If the template has been updated since you first created your website from it, you may want to pull in the updates.
👤 Your version of the template is located in the CITATION.cff
file in your website repo.
✨ The latest version of the template can be found in the main CITATION.cff
file here.
📋 A high-level description of changes for each version can be found in the main CHANGELOG.md
file here.
{% hint style="info" %}
For convenience and familiarity, we also duplicate the template version info in GitHub tags and releases, but we consider the CITATION.cff
file to be the source of truth.
Tags/releases do not get transferred when generating from a template, and comparing commit hashes is not ergonomic, so we opted to have the version plainly specified in a file the user should always keep in their repo.
{% endhint %}
If you are coming from a pre-release version of the template (< v1.0.0
), we strongly recommend just starting from scratch and not even attempting the merge instructions below. It will be quicker, easier, and less error-prone. Forget everything you know, start a new copy of the template, read through and follow the new docs, and judiciously copy and modify code from your old site into your new site. We know this is frustrating, but we think the upgrade is worth it.
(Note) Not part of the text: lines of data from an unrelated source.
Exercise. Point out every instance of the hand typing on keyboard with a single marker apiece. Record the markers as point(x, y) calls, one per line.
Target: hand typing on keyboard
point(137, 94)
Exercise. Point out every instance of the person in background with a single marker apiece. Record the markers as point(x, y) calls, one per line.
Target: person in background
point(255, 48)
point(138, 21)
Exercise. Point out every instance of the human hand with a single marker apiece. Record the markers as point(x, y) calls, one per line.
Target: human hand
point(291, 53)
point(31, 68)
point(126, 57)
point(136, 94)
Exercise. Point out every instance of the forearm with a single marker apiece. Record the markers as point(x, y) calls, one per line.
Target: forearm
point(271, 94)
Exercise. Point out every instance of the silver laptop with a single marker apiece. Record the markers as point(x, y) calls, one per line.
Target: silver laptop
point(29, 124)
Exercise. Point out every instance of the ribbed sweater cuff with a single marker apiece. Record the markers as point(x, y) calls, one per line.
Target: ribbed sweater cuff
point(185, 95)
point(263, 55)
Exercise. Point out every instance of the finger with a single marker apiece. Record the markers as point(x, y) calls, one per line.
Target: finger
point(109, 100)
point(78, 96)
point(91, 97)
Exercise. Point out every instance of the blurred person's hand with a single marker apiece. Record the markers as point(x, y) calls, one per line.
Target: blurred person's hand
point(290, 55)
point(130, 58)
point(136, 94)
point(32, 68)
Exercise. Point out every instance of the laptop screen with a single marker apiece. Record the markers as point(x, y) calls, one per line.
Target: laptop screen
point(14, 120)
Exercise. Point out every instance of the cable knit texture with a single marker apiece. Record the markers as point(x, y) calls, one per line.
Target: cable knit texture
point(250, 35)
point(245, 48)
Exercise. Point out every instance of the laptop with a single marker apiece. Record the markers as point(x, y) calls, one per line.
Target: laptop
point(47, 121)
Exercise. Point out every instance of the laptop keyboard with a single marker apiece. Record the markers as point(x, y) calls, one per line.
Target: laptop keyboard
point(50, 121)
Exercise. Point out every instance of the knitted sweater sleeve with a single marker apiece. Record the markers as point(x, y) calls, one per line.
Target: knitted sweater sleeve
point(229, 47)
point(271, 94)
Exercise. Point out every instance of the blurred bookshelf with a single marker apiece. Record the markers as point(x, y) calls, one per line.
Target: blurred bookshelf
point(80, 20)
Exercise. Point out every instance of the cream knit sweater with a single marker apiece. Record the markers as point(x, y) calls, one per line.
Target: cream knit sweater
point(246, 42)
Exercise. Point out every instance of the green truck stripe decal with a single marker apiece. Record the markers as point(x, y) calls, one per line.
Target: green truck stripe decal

If you can't or don't want to start from scratch, go through the merge instructions below, then go run the setup instructions and custom domain instructions if applicable.
First, begin a merge of the latest template repo into your website repo. The method to do this depends on whether you generated or forked from the template:
{% tabs %} {% tab title="Generated" %} Based on this post:
git remote add template https://github.com/greenelab/lab-website-template
git fetch --all
git merge template/main --allow-unrelated-histories
{% endtab %}
{% tab title="Forked" %} Based on this article:
git remote add upstream https://github.com/greenelab/lab-website-template
git fetch upstream
git merge upstream/main
{% endtab %} {% endtabs %}
{% hint style="info" %} Because this is a template and not an installable package, updating it can unfortunately be difficult. This process is very tricky, even for the maintainers of this template. When doing this, carefully check every page and section on your site before publishing the changes. We can help you if you have trouble. {% endhint %}
After you've started a merge, you'll mostly likely have to resolve some merge conflicts.
If you generated your website, you'll have to resolve all of the conflicts manually. This is because generating from a template starts a completely new, unrelated Git repo with no shared commit history, so Git has a difficult time automating the process.
If you forked your website, the process should be a little bit easier, but you'll still probably have to manually resolve some conflicts.
We'll assume you already know how to perform a merge conflict resolution in your Git interface of choice.
The hard part is carefully picking out which changes to accept. This essentially boils down to distinguishing between template content and user content. For template content, you want to "accept incoming/their changes" (pull in updates from the template). For user content, you want to "accept current/our changes" (keep the current content in your repo). There is also template repo only content, which you should be careful not to re-add.
Sometimes updates to the template will be "breaking changes" and will affect your user content, like a component parameter being renamed. Be sure to check the changelog for these changes. You may have also made modifications to template code, like tweaking the appearance of a component. In these cases, you'll have to judiciously decide how or if to merge in the updates.